I was surprised to find myself doing the same thing as the parents who gave birth to me, including agreeing with their program of not being able to raise their own children, just as I had in my three divorces.
This feeling of betrayal, along with a spirit of self-sacrificing service as a Christian from a young age, was a normal part of my upbringing. Thus, I completely sealed off my own feelings and was inclined to want to be a good person to others, not be thought of as bad, and have good intentions. I realized that I had completely betrayed my own feelings, and as a result my stress disappeared.

I understood that the reason I am now involved in social services was because I felt guilty for not taking care of my own children due to my divorce, and I wanted to help children in need. I also understood that I’ve wanted to prioritize my emotions all my life.

As I came to understand more and more about my life program, what had been a tangled web seemed to become a single thread, and even though it was my own life it was an interesting experience to me.

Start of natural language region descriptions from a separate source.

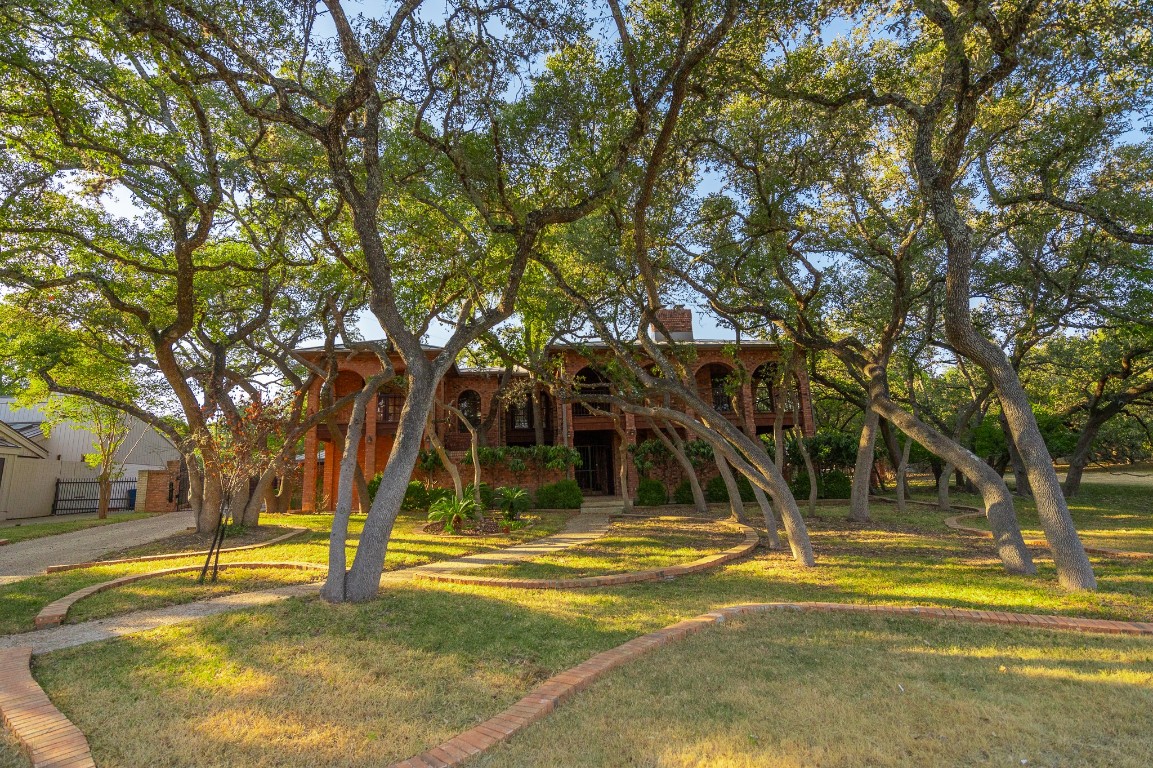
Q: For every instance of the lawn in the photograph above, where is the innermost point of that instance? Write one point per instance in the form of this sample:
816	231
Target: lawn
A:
1113	514
20	602
36	528
302	683
628	546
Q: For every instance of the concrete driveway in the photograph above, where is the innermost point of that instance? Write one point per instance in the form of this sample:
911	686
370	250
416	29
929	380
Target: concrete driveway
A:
28	558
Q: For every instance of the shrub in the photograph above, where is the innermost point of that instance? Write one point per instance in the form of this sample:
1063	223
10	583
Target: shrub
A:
836	484
453	511
715	492
652	491
488	496
564	495
683	494
512	502
416	496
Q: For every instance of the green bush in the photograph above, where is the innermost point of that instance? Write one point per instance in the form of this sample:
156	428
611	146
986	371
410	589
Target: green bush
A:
488	496
512	502
835	484
564	495
715	492
652	491
453	511
683	494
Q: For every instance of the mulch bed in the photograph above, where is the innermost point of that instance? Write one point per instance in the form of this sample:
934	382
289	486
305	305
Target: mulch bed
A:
485	527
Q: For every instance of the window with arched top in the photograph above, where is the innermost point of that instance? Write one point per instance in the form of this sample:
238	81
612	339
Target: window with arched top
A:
765	381
469	406
720	386
589	381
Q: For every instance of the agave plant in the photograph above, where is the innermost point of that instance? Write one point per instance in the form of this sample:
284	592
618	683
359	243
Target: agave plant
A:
512	502
453	511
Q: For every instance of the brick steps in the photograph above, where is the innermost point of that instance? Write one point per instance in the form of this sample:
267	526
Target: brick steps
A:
53	614
547	697
173	556
752	540
49	737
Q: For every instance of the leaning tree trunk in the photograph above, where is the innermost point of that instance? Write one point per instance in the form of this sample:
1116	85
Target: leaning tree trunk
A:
903	476
770	520
450	466
336	584
1074	569
943	481
676	445
363	578
730	483
999	509
858	501
1079	458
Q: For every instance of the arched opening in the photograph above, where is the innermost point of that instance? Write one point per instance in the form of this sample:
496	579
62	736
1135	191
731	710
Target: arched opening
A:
589	381
718	385
765	382
468	403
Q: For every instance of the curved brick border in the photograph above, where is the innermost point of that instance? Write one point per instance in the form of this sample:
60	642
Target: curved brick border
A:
54	612
752	539
50	738
173	556
547	697
954	521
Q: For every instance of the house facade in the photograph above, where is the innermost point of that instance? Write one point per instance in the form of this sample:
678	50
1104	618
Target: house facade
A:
34	458
601	435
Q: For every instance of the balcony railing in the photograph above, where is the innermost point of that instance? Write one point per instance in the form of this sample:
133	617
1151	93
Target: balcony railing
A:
387	407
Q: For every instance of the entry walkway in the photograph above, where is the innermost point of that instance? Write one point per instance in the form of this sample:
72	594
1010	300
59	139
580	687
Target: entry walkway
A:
580	529
28	558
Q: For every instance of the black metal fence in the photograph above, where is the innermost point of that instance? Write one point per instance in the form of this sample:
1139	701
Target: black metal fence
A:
77	496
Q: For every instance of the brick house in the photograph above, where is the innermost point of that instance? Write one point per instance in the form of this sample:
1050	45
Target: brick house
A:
597	436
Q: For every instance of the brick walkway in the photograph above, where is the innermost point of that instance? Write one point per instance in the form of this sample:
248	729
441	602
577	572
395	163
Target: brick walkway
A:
580	529
28	558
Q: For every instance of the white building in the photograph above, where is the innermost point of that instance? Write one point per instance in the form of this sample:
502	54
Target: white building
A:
31	462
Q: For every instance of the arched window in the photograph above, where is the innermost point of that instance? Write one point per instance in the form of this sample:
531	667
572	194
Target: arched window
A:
720	386
469	406
765	379
589	381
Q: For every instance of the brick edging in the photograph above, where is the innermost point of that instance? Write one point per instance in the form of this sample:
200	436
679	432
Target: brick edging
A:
954	521
46	735
547	697
173	556
54	612
752	539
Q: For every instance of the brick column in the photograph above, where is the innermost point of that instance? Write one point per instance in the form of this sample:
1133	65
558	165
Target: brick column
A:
369	443
308	491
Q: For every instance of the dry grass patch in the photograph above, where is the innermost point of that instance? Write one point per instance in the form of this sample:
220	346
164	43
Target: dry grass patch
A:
628	546
788	690
22	601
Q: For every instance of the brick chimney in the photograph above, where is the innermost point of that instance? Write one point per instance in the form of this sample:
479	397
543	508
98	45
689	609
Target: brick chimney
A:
677	321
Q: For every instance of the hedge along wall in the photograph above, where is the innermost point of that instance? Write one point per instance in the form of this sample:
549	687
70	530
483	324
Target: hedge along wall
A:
494	475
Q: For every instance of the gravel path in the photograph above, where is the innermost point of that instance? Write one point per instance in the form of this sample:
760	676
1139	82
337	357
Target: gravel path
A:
580	529
28	558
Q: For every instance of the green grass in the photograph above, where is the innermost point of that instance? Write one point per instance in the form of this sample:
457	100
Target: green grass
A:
1106	514
20	602
302	683
628	546
37	529
854	691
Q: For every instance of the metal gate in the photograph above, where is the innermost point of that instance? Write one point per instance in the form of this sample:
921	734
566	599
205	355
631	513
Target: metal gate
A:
77	496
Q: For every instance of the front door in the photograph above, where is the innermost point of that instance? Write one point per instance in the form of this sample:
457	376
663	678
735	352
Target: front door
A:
595	474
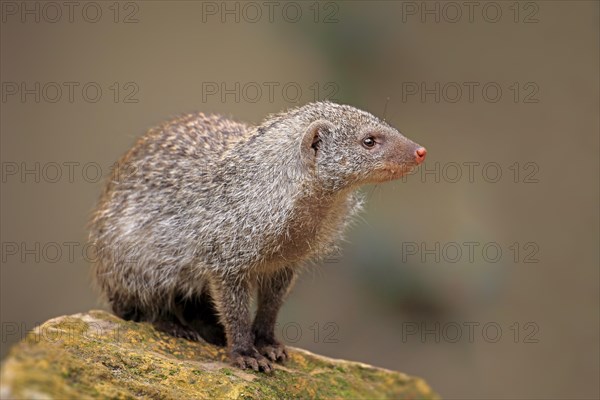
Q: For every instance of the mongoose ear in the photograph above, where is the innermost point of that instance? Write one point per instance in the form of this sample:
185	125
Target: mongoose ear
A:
312	139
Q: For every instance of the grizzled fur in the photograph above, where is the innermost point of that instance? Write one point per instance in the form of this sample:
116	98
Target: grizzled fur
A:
203	210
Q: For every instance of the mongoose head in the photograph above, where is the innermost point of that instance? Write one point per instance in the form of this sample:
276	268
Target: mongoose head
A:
349	147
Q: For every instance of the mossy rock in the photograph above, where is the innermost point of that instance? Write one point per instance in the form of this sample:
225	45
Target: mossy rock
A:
97	355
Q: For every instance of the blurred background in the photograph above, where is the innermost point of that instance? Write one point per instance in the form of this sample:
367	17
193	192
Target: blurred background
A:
480	272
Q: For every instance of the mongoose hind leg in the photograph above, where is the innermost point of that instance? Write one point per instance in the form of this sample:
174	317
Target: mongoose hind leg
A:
126	309
201	314
272	290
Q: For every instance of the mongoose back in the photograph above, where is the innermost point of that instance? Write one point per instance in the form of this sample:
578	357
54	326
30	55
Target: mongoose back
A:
204	211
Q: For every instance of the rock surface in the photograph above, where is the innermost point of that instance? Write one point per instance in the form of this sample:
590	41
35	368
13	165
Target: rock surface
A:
97	355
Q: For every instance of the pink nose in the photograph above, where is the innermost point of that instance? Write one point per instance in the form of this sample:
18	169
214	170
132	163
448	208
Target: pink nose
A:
420	154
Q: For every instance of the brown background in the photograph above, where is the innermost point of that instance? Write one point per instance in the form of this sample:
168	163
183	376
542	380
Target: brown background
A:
376	293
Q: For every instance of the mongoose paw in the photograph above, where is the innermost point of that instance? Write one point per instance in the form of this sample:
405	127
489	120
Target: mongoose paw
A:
251	360
177	330
274	351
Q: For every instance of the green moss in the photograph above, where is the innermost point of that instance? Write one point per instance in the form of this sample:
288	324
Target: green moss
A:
97	355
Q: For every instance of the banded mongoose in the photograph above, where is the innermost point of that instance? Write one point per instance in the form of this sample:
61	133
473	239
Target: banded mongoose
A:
203	210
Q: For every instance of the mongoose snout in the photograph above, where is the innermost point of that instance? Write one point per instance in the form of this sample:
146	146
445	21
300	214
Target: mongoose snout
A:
212	211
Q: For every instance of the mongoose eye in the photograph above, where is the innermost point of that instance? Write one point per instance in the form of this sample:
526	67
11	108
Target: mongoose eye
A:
368	142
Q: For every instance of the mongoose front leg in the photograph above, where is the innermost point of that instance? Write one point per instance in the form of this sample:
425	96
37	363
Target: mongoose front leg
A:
232	295
272	290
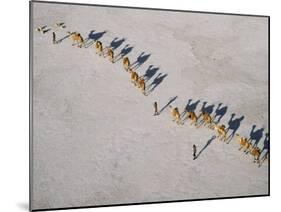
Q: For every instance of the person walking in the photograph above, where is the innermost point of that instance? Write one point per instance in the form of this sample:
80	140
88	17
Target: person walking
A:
155	109
194	149
54	38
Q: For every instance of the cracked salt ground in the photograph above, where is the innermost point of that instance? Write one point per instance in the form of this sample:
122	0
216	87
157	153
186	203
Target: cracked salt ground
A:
112	121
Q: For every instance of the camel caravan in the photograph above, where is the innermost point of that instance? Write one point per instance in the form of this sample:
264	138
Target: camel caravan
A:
204	118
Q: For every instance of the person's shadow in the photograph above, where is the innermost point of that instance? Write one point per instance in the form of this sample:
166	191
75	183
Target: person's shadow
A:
233	125
265	143
219	112
256	135
208	109
170	102
126	50
140	60
157	81
93	37
190	107
150	72
206	145
115	43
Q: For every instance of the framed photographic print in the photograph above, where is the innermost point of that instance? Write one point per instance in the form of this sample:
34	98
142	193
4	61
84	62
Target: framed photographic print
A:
144	105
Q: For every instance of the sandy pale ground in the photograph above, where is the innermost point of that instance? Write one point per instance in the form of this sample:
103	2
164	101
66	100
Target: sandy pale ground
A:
95	139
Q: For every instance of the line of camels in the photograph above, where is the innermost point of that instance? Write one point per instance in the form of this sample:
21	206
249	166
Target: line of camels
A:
204	118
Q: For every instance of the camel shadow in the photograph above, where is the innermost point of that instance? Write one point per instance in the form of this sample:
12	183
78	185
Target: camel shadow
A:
93	37
233	125
208	109
190	107
156	82
140	60
206	145
170	102
219	113
150	72
115	43
126	50
65	37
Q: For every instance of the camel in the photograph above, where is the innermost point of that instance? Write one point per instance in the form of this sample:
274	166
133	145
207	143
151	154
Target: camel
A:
110	54
134	77
193	117
76	38
207	119
221	131
99	49
141	85
244	143
126	63
175	114
256	152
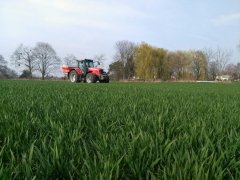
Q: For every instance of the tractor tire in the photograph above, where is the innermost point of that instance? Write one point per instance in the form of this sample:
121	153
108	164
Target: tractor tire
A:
74	77
91	78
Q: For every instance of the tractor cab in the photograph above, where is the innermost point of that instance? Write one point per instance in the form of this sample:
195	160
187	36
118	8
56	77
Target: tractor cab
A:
85	64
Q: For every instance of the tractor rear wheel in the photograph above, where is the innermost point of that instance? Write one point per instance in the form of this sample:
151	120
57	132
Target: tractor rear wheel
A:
91	78
74	77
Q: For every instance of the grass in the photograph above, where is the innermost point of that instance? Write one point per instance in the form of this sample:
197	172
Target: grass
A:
62	130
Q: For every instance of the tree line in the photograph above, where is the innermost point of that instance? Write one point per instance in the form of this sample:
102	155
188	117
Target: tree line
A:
131	61
146	62
41	59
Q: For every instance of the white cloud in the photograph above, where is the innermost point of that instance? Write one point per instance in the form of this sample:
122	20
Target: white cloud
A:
227	19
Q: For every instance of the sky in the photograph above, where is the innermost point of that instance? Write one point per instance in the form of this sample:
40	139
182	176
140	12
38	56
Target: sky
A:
87	28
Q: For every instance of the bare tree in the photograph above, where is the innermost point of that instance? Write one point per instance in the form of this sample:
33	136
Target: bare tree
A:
46	57
23	57
217	61
222	57
70	60
125	53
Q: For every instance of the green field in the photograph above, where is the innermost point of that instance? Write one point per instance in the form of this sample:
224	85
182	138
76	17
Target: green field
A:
119	130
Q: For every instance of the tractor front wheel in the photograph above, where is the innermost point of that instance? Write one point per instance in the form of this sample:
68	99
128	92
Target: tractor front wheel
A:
74	77
90	78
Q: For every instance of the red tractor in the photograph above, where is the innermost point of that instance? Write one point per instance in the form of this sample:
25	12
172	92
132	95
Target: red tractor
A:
86	72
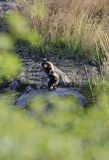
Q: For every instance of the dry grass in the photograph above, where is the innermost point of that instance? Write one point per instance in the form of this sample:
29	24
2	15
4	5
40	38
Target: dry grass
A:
78	27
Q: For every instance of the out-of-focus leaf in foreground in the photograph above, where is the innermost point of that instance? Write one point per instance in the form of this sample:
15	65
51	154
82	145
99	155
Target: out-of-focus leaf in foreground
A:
5	41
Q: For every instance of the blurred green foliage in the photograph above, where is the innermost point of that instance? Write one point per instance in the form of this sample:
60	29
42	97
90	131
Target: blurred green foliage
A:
63	132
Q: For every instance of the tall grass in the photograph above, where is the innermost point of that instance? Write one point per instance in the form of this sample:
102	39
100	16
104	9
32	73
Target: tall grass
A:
77	27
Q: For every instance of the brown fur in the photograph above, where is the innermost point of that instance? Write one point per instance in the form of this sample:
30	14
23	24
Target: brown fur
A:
53	80
48	66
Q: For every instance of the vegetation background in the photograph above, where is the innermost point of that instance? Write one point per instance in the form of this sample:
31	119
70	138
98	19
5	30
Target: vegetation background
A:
67	131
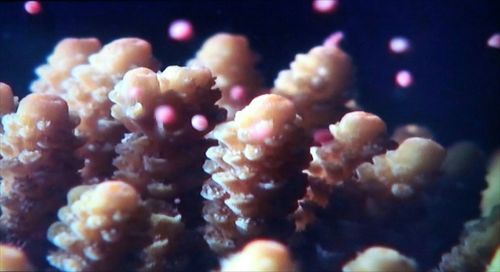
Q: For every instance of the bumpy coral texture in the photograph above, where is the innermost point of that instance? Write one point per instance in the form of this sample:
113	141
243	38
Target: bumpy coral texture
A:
405	169
67	54
163	160
232	62
255	173
318	83
38	164
477	245
13	259
380	259
86	91
357	137
99	229
260	256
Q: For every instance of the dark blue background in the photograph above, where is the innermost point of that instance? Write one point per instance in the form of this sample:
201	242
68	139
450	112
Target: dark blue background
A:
457	77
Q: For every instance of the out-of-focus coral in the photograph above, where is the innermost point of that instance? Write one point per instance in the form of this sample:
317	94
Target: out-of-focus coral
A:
67	54
231	61
86	90
491	195
255	173
461	158
477	246
13	259
38	165
318	83
100	228
380	259
404	132
402	170
357	137
260	256
495	262
163	158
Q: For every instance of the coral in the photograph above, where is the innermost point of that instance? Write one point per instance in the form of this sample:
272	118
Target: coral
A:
406	168
68	53
318	83
101	225
255	173
260	256
232	62
491	195
380	259
477	245
38	166
86	91
13	259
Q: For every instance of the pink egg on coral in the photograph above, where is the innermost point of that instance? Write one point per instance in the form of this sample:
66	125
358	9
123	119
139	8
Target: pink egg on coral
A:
181	30
33	7
165	114
399	45
404	79
237	93
199	122
494	41
324	6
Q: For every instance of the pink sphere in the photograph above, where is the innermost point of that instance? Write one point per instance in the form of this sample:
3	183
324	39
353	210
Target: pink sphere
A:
181	30
404	79
33	7
324	6
199	122
165	114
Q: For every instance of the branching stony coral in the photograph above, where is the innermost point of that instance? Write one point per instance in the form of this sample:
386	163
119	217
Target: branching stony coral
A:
255	173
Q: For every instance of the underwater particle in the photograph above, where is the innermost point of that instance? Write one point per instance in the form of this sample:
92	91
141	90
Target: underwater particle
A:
199	122
165	114
324	6
180	30
334	39
260	255
399	45
322	136
494	41
33	7
380	259
237	93
404	79
13	259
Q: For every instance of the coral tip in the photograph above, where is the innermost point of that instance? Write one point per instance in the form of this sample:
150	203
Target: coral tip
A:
322	136
33	7
181	30
324	6
404	79
237	93
199	122
399	45
165	115
334	39
494	41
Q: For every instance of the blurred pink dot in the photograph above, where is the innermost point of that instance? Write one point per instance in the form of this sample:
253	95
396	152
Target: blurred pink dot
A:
134	92
324	6
237	93
399	45
334	39
33	7
404	79
199	122
165	114
494	41
181	30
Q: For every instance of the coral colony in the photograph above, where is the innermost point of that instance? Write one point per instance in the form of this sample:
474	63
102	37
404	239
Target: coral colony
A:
112	164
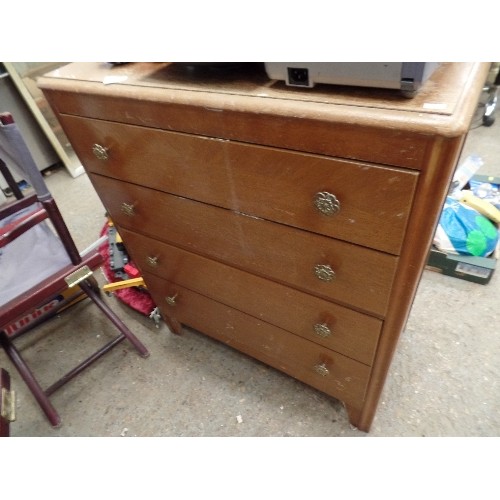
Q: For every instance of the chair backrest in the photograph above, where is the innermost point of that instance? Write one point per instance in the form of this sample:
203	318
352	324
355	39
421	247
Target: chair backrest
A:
31	250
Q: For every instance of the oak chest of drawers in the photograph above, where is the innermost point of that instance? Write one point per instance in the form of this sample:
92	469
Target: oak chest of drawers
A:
292	225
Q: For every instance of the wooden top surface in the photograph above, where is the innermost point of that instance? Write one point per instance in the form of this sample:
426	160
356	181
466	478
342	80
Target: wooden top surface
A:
443	105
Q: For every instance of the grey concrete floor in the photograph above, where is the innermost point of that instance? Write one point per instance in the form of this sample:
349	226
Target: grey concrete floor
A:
444	379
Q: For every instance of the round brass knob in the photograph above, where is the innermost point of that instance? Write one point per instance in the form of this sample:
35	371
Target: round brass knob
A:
171	301
324	272
128	209
100	152
322	329
322	370
326	203
152	261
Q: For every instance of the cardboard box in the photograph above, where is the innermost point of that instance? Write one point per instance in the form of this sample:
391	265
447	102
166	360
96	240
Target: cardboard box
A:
467	267
470	268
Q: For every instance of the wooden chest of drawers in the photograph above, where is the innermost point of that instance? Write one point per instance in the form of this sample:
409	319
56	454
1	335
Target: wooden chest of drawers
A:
292	225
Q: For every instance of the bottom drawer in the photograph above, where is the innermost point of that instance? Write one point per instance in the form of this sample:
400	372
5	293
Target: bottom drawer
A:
321	368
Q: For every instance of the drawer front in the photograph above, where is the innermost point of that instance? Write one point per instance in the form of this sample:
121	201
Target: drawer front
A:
338	198
316	264
327	371
338	328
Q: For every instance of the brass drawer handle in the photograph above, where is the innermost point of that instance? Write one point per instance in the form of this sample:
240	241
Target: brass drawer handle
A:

Let me tell you a little bit about the name of my company. It’s called Ohana/ Laule’a, and if you know this, you know Hawaiian. Ohana means a true family that transcends blood, and laule’a means peace and happiness. I chose this name to represent my feeling that the true family, which transcends blood relatives, should be peaceful and happy.

Our name, Ohana, a word that has been with me since I was a child, is a true family that transcends blood relations.
We felt and understood that we were born with this theme, and that we wrote this program in order to experience it ourselves.

By taking the Miross curriculum every month as a Miross couple, understanding our children as a mirror, and getting to know myself, the mission was activated to create the space of Ohana.

We felt and received the fact that the world in front of us changed in an instant by our understanding. We were born with a program of our own choosing, and we needed the experience we’d had so far in order to carry out that program and mission.

The great energy of the curriculum, which I sought not for someone else’s sake but for my own, and the fact that I was able to make friends beyond my true family through the curriculum, made me and my wife truly happy.

Here we have friends beyond blood relations. In absolute peace of mind, my wife and I came to know ourselves through the Miross curriculum and our children, and became aware of Ohana/Laule’a, the space I had envisioned since I was a child. We are beginning to realize the world of pure peace and true love.

Thank you Mr. Rossco, Ms.Midori, Fujioka instructors, and fellow Ohana members for the program to meet us. Thank you for the resonance of this program. Thank you for your continued support.

And by the way, the family heirloom was inherited by my eldest sister. Letting go of it is so much easier now. I once again realize that what is important is not what’s on the outside, but the love I have for myself. We are spending our days together as a couple filled with joy.